The Mirage has been tuned for city and suburban use; the CVT version accelerates away from stops smartly. It also has hill-start assist. The manual gearbox, however, has a first gear high enough that moving away without stalling takes a bit of practice. On the top, fifth gear in the manual isn’t particularly high, so the engine is turning over 3,500 rpm at just 70 mph.
And it’s at higher speeds that the Mirage’s lack of power shows up most clearly. To pass a car ahead requires a long clear space and advance planning, and generates a lot of engine noise for very slow gains in momentum. The brakes (discs up front, drums in the rear) have a solid feel and work fine for such a light car. One possible anomaly: A panic stop momentarily overwhelmed the anti-lock brakes on our pre-production car, leaving stripes of rubber on the road. Mitsubishi engineers said they were unable to duplicate the behavior.

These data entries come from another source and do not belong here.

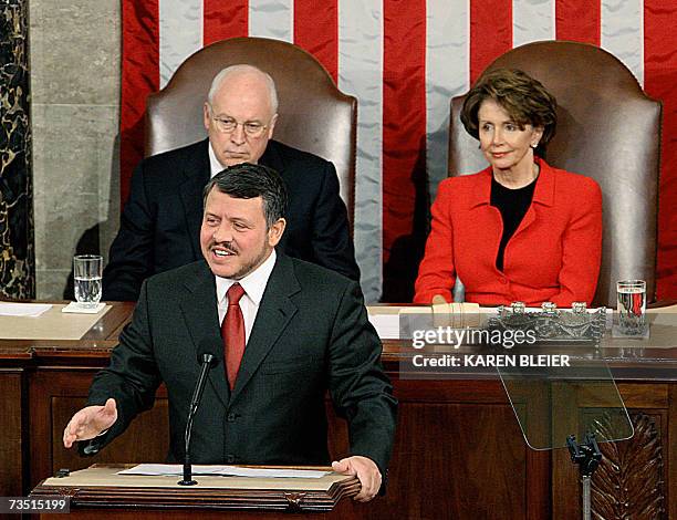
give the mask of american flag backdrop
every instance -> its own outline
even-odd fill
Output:
[[[188,55],[232,37],[293,42],[358,100],[355,246],[367,301],[398,299],[397,291],[388,298],[385,285],[405,283],[416,272],[410,251],[425,239],[419,216],[429,204],[421,179],[433,199],[447,176],[449,100],[513,46],[559,39],[604,48],[664,103],[658,295],[677,298],[677,1],[123,0],[122,6],[122,200],[143,156],[146,95],[165,86]]]

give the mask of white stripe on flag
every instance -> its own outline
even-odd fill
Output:
[[[202,0],[158,0],[159,86],[202,48]]]
[[[643,0],[602,1],[602,48],[627,66],[644,85]]]
[[[249,0],[249,35],[285,42],[294,39],[293,0]]]
[[[451,97],[470,83],[470,0],[426,6],[426,163],[430,200],[447,178]]]
[[[555,39],[555,0],[513,0],[512,46]]]
[[[338,89],[360,100],[355,252],[367,302],[383,284],[383,3],[338,0]]]

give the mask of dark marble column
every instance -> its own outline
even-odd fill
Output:
[[[28,0],[0,0],[0,297],[35,298]]]

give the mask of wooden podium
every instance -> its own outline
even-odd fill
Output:
[[[331,472],[321,478],[196,476],[198,485],[178,486],[180,477],[117,475],[134,465],[93,465],[66,477],[43,480],[31,498],[70,497],[77,519],[351,518],[360,491],[356,477]],[[331,471],[331,468],[304,468]],[[345,500],[342,500],[344,499]],[[291,514],[290,514],[291,513]],[[63,518],[41,514],[40,518]]]

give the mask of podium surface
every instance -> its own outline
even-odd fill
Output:
[[[70,497],[71,513],[87,518],[106,512],[138,513],[147,518],[153,511],[200,516],[208,511],[233,511],[258,514],[326,513],[333,511],[342,499],[351,500],[360,491],[356,477],[338,475],[331,468],[303,468],[330,471],[320,478],[250,478],[195,476],[196,486],[179,486],[178,476],[118,475],[134,465],[93,465],[73,471],[66,477],[43,480],[31,498]],[[299,469],[299,468],[296,468]],[[237,513],[235,512],[237,511]],[[227,518],[227,517],[226,517]],[[274,518],[274,517],[265,517]],[[310,518],[313,518],[312,516]],[[322,518],[329,518],[326,514]]]
[[[168,419],[163,387],[155,407],[94,458],[81,458],[62,445],[65,424],[84,405],[92,376],[107,365],[133,306],[112,304],[77,341],[0,340],[3,496],[25,496],[61,468],[165,461]],[[677,314],[677,306],[665,312]],[[662,331],[654,332],[657,339]],[[604,454],[610,465],[595,475],[600,479],[593,491],[598,489],[603,499],[593,502],[593,510],[601,518],[613,518],[608,505],[617,500],[618,489],[642,485],[645,496],[650,492],[655,498],[642,518],[677,519],[677,336],[668,334],[666,340],[662,347],[611,341],[600,350],[635,428],[633,439],[610,445],[613,450]],[[467,352],[476,353],[470,347]],[[407,378],[400,373],[402,349],[394,340],[384,341],[382,358],[399,401],[386,496],[367,505],[340,500],[332,513],[316,513],[317,518],[343,508],[357,516],[351,510],[341,518],[369,520],[580,518],[577,472],[569,453],[533,451],[527,446],[496,370],[456,379]],[[347,428],[329,402],[326,409],[330,454],[340,458],[347,455]],[[622,480],[605,486],[604,479],[615,476],[617,468]],[[640,509],[642,505],[628,502],[628,514],[639,518]],[[117,511],[117,518],[127,514]],[[145,512],[144,518],[152,518],[149,510]],[[133,518],[134,512],[129,514]],[[166,514],[156,518],[167,520]]]

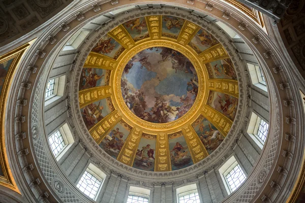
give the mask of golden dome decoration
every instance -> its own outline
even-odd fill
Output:
[[[101,39],[79,90],[84,122],[100,147],[155,172],[182,169],[212,153],[231,128],[239,94],[219,42],[165,15],[131,20]]]

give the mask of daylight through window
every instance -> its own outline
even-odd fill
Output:
[[[237,164],[226,176],[226,178],[228,181],[229,186],[233,192],[245,181],[246,175],[239,165]]]
[[[101,181],[86,171],[80,178],[77,187],[93,199],[98,192],[101,183]]]
[[[46,89],[45,98],[48,97],[53,94],[54,86],[55,85],[55,79],[52,79],[48,82],[47,84],[47,89]]]
[[[264,121],[263,119],[261,119],[257,131],[257,136],[263,141],[264,143],[266,141],[267,138],[267,133],[268,133],[268,124]]]
[[[49,142],[54,156],[56,156],[66,145],[59,130],[55,132],[49,138]]]
[[[127,203],[148,203],[148,199],[138,196],[128,195]]]
[[[200,203],[198,192],[192,193],[179,197],[179,203]]]

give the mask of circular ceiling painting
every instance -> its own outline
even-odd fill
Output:
[[[87,57],[78,93],[84,125],[105,153],[134,168],[166,172],[196,164],[232,126],[235,64],[211,34],[187,20],[131,19]]]
[[[126,64],[121,90],[126,105],[138,117],[164,123],[189,111],[198,93],[198,80],[182,53],[152,47],[138,53]]]

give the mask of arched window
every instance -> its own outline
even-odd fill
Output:
[[[45,93],[45,106],[47,106],[64,95],[66,76],[52,78],[48,81]]]
[[[150,190],[138,187],[130,186],[127,203],[148,203]]]
[[[181,187],[176,189],[179,203],[200,203],[200,199],[197,185],[193,184]]]
[[[96,200],[106,176],[106,174],[90,163],[76,187],[86,195]]]
[[[67,123],[49,136],[48,140],[51,150],[57,161],[74,143],[73,136]]]
[[[237,189],[246,179],[245,173],[234,156],[226,161],[219,171],[228,194]]]
[[[268,123],[252,112],[247,132],[261,149],[266,142],[268,127]]]

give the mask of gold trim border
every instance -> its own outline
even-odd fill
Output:
[[[14,58],[8,70],[0,96],[0,105],[1,106],[1,108],[0,109],[0,117],[1,118],[0,125],[2,128],[2,130],[0,133],[0,140],[1,140],[0,143],[0,165],[4,175],[4,176],[0,176],[0,185],[10,188],[20,194],[21,193],[17,186],[11,171],[6,153],[4,124],[5,117],[7,115],[5,110],[6,109],[7,101],[9,95],[8,91],[12,85],[12,79],[13,78],[14,75],[15,74],[17,66],[23,53],[29,46],[29,44],[25,44],[0,56],[0,63]]]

The handling and roadholding are only adequate. The electric power steering has a large numb area in the center—larger than virtually any other car we’ve driven lately—that can let the car wander if the driver doesn’t pay close attention. Mitsubishi says it has one single set of suspension tuning for every Mirage, no matter where it’s sold—and the company needs to go back and retune it for North American driving conditions. The ride is good enough on smooth pavement, but sudden maneuvers like lane changes produce a great deal of body roll and a wobbly and uncertain feeling until the car evens out again.
The 2014 Mirage is a nimble urban warrior, though. Its turning circle is a minimal 30.2 feet, so it can make U-turns into parking spaces across the street with ease.
The Mirage is a car that’s much more comfortable running around town than making long road trips—especially if those trips involve hills, lots of passing, or sudden changes in direction. It’s not unsafe, but it’s slow and the handling is hardly inspiring.